July 13, 2025 - 8:00am

Recently published figures from the Department for Education show that there were almost a million suspensions from English schools during the 2023/24 academic year.

Paul Whiteman, the general secretary of the National Association of Head Teachers, responded to these figures by declaring that the “reasons for disruptive behavior often lie beyond the school gates and have their roots in wider challenges, including everything from poverty, to access to support with special educational needs and mental ill-health”. A few lines later came the familiar call for “additional investment”.

Of course, poverty plays a part in the issue, but what head teachers seem reluctant to admit is that many of the reasons for disruptive behavior lie within the school gates. After all, it is much easier to blame “poverty” than it is to accept that you might shoulder some of the blame yourself for the behavior on display in your school.

Ultimately, these suspension and exclusion figures suggest that many schools in England need to change their approach to bad behavior. Of course, the threat of suspension or exclusion has to exist. Take that away and you turn into Theresa May trying to negotiate a Brexit deal without having No Deal on the table.

But schools must have a holistic strategy which makes it highly unlikely that kids will ever get themselves into a position where they could be suspended, let alone excluded.

When it comes to behavior management, if you sweat about the small things, the big things will — more often than not — look after themselves. It may sound far-fetched, but the thinking goes that if you are giving kids a detention for not doing up their top button, you’re not going to be faced with pupils bringing knives into school.

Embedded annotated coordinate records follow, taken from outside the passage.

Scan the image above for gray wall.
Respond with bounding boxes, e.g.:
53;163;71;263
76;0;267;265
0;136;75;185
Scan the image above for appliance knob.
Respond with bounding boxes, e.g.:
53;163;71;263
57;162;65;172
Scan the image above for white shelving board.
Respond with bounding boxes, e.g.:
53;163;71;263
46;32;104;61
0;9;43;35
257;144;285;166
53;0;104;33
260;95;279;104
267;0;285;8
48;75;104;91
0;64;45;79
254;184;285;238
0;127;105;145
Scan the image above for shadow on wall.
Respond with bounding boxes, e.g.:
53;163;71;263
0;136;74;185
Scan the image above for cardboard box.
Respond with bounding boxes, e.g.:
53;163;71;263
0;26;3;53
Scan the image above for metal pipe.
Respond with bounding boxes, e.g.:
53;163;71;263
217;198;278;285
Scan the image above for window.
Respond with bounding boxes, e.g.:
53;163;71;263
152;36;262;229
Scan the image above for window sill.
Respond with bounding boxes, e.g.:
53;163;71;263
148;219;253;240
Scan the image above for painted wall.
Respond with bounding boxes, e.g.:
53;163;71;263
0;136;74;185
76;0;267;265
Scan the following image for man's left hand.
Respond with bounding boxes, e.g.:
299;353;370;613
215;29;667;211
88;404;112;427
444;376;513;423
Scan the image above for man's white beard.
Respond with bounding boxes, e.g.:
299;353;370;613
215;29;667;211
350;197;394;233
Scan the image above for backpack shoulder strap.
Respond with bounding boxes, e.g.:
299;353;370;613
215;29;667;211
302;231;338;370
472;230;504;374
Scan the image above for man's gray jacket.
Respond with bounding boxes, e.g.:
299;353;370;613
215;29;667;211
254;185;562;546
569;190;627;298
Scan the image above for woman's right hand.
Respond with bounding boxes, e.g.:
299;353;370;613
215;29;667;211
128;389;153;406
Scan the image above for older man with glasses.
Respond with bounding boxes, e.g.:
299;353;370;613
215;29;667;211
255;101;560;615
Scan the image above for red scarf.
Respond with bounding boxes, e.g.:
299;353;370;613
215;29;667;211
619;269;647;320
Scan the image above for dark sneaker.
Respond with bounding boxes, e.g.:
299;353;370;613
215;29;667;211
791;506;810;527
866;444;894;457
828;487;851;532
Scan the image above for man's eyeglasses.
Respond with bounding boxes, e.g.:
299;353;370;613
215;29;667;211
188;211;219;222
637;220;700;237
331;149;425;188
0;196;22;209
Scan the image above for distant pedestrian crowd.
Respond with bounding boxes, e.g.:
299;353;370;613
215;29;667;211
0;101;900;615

When I taught in Croydon, I witnessed well-meaning educators putting their arms around the shoulders of poorly behaved kids because their lives were so difficult. Yes, life is difficult, but pupils will not start to behave until they are consistently held to account for even slight misdemeanours. Fail to do this, and you have an institution whose culture is determined by the kids rather than the adults.

The Government claims to be tackling the root causes of poor behavior in schools. However, it does so while simultaneously passing legislation to reduce the number of branded uniform items a school can mandate — a policy that will actively harm behavior in classrooms. Effectively policing uniform is exactly the kind of “small thing” that is so essential to managing behavior in schools. This legislation will make it much harder to police uniform, given it forces schools to surrender stricter controls over what kids can wear.

Creating an effective behavior policy does not take place at a click of your fingers. It takes an enormous amount of thinking, commitment, and hard work. But if heads were more willing to admit that the problem – and the solution – lies within the building, these shocking suspension figures would soon start to drop.


Sam Bayliss is a teacher at Michaela Community School.